Matters discussed in this announcement may constitute forward-looking statements. Forward-looking statements are statements that are not historical facts and may be identified by words such as “believe”, “expect”, “anticipate”, “strategy”, “intends”, “estimate”, “will”, “may”, “continue”, “should” and similar expressions. The forward-looking statements in this release are based upon various assumptions, many of which are based, in turn, upon further assumptions. Although the Company believes that these assumptions were reasonable when made, these assumptions are inherently subject to significant known and unknown risks, uncertainties, contingencies and other important factors which are difficult or impossible to predict and are beyond its control.
Actual events may differ significantly from any anticipated development due to a number of factors, including without limitation, changes in investment levels and need for the Company’s services, changes in the general economic, political and market conditions in the markets in which the Company operates, the Company’s ability to attract, retain and motivate qualified personnel, changes in the Company’s ability to engage in commercially acceptable acquisitions and strategic investments, and changes in laws and regulation and the potential impact of legal proceedings and actions. Such risks, uncertainties, contingencies and other important factors could cause actual events to differ materially from the expectations expressed or implied in this release by such forward-looking statements. The Company does not provide any guarantees that the assumptions underlying the forward-looking statements in this announcement are free from errors nor does it accept any responsibility for the future accuracy of the opinions expressed in this announcement or any obligation to update or revise the statements in this announcement to reflect subsequent events. You should not place undue reliance on the forward-looking statements in this document.

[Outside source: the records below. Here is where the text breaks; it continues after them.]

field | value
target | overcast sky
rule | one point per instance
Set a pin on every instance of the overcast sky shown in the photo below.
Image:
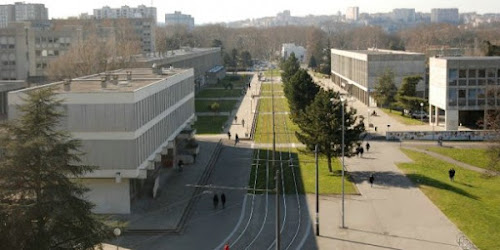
(213, 11)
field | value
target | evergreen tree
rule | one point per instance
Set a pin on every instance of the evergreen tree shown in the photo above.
(321, 123)
(300, 91)
(40, 206)
(385, 90)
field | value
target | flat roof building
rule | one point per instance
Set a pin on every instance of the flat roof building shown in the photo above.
(357, 70)
(128, 121)
(465, 88)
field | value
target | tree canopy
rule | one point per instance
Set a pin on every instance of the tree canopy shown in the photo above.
(40, 206)
(321, 123)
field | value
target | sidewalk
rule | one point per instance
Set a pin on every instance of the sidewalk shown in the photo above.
(393, 214)
(246, 112)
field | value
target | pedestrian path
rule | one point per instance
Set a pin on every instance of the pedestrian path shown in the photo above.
(450, 160)
(393, 214)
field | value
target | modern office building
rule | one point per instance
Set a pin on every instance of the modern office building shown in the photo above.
(403, 15)
(288, 48)
(465, 88)
(177, 18)
(357, 70)
(125, 11)
(130, 123)
(352, 14)
(445, 16)
(21, 11)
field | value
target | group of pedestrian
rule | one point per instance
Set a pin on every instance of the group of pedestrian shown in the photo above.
(360, 150)
(222, 199)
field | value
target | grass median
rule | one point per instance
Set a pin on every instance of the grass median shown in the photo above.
(471, 202)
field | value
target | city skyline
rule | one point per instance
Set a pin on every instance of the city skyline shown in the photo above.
(259, 8)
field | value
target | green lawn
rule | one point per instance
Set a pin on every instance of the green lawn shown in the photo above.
(304, 170)
(210, 124)
(269, 87)
(215, 93)
(471, 202)
(280, 105)
(204, 106)
(402, 119)
(284, 129)
(473, 156)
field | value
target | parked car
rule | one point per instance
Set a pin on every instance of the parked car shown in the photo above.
(418, 114)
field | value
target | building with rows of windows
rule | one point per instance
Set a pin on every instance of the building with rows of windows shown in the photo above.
(464, 88)
(129, 122)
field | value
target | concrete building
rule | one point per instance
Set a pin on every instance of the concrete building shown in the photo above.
(445, 16)
(177, 18)
(21, 11)
(403, 15)
(131, 123)
(357, 70)
(202, 60)
(288, 48)
(125, 11)
(352, 14)
(465, 88)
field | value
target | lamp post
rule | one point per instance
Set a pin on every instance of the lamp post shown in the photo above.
(342, 100)
(421, 112)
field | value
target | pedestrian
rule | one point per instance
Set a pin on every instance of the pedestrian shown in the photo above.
(371, 179)
(223, 200)
(216, 201)
(180, 163)
(451, 173)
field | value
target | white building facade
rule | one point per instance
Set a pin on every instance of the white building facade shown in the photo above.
(465, 88)
(128, 122)
(288, 48)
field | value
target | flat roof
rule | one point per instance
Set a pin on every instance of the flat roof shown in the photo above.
(141, 77)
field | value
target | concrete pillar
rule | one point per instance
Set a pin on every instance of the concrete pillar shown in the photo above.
(451, 120)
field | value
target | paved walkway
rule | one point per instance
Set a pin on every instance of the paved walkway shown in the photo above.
(393, 214)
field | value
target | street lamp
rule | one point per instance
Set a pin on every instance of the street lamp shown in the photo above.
(421, 112)
(342, 100)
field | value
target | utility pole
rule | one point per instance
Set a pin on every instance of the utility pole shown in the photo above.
(317, 190)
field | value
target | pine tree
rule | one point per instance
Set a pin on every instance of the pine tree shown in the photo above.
(321, 123)
(41, 204)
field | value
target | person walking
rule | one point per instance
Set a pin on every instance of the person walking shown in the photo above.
(223, 200)
(371, 179)
(216, 201)
(451, 174)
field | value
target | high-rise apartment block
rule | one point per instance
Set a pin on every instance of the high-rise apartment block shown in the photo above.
(445, 16)
(21, 11)
(352, 14)
(177, 18)
(125, 12)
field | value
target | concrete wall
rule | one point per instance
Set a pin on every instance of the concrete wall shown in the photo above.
(108, 196)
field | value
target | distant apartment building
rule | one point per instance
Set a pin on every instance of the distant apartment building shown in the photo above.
(445, 16)
(125, 11)
(357, 70)
(352, 14)
(288, 48)
(465, 88)
(131, 123)
(177, 18)
(21, 11)
(403, 15)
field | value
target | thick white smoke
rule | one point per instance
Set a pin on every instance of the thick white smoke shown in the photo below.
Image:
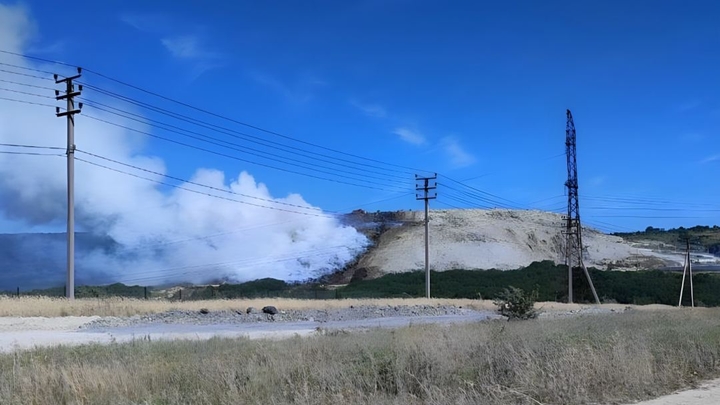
(163, 236)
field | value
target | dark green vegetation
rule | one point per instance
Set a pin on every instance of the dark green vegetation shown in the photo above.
(516, 304)
(612, 358)
(546, 279)
(112, 290)
(703, 238)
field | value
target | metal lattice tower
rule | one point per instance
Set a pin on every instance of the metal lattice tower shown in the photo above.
(573, 227)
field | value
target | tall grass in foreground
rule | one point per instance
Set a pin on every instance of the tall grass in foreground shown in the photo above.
(612, 358)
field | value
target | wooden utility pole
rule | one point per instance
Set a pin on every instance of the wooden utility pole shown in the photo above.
(687, 270)
(425, 188)
(70, 111)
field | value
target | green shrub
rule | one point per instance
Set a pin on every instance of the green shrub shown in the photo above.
(515, 303)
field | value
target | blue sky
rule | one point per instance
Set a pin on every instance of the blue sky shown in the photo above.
(476, 91)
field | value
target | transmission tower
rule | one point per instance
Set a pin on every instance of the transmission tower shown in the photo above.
(573, 227)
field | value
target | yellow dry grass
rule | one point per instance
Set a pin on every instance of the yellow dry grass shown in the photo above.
(52, 307)
(603, 359)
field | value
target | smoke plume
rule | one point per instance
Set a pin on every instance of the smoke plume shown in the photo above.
(160, 234)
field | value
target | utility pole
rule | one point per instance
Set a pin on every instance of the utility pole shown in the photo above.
(573, 227)
(425, 188)
(70, 111)
(687, 270)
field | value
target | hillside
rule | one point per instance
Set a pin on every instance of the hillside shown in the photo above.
(494, 239)
(702, 238)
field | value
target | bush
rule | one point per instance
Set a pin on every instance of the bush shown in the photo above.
(515, 303)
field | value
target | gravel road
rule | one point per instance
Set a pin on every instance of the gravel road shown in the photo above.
(24, 333)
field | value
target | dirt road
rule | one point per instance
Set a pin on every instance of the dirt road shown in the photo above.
(25, 333)
(707, 394)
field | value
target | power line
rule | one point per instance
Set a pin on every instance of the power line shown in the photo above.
(26, 93)
(234, 134)
(27, 84)
(27, 68)
(14, 145)
(36, 58)
(481, 192)
(25, 74)
(194, 183)
(199, 192)
(29, 153)
(27, 102)
(246, 124)
(231, 156)
(211, 113)
(239, 148)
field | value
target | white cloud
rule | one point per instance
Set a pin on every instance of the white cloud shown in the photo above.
(455, 153)
(410, 136)
(165, 235)
(184, 46)
(146, 22)
(299, 91)
(688, 106)
(371, 110)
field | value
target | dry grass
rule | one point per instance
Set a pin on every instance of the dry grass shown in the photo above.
(614, 358)
(53, 307)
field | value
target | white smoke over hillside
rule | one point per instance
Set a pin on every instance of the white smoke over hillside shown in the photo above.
(164, 236)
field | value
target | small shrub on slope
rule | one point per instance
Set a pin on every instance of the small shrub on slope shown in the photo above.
(515, 303)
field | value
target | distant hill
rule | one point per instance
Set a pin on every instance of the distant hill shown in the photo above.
(702, 238)
(474, 239)
(39, 260)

The information, opinions and forward-looking statements contained in this announcement speak only as at its date, and are subject to change without notice. The Company does not undertake any obligation to review, update, confirm, or to release publicly any revisions to any forward-looking statements to reflect events that occur or circumstances that arise in relation to the content of this announcement.
Neither of the Managers nor any of their respective affiliates makes any representation as to the accuracy or completeness of this announcement and none of them accepts any responsibility for the contents of this announcement or any matters referred to herein.
This announcement is for information purposes only and is not to be relied upon in substitution for the exercise of independent judgment. It is not intended as investment advice and under no circumstances is it to be used or considered as an offer to sell, or a solicitation of an offer to buy any securities or a recommendation to buy or sell any securities in the Company. Neither the Managers nor any of their respective affiliates accepts any liability arising from the use of this announcement.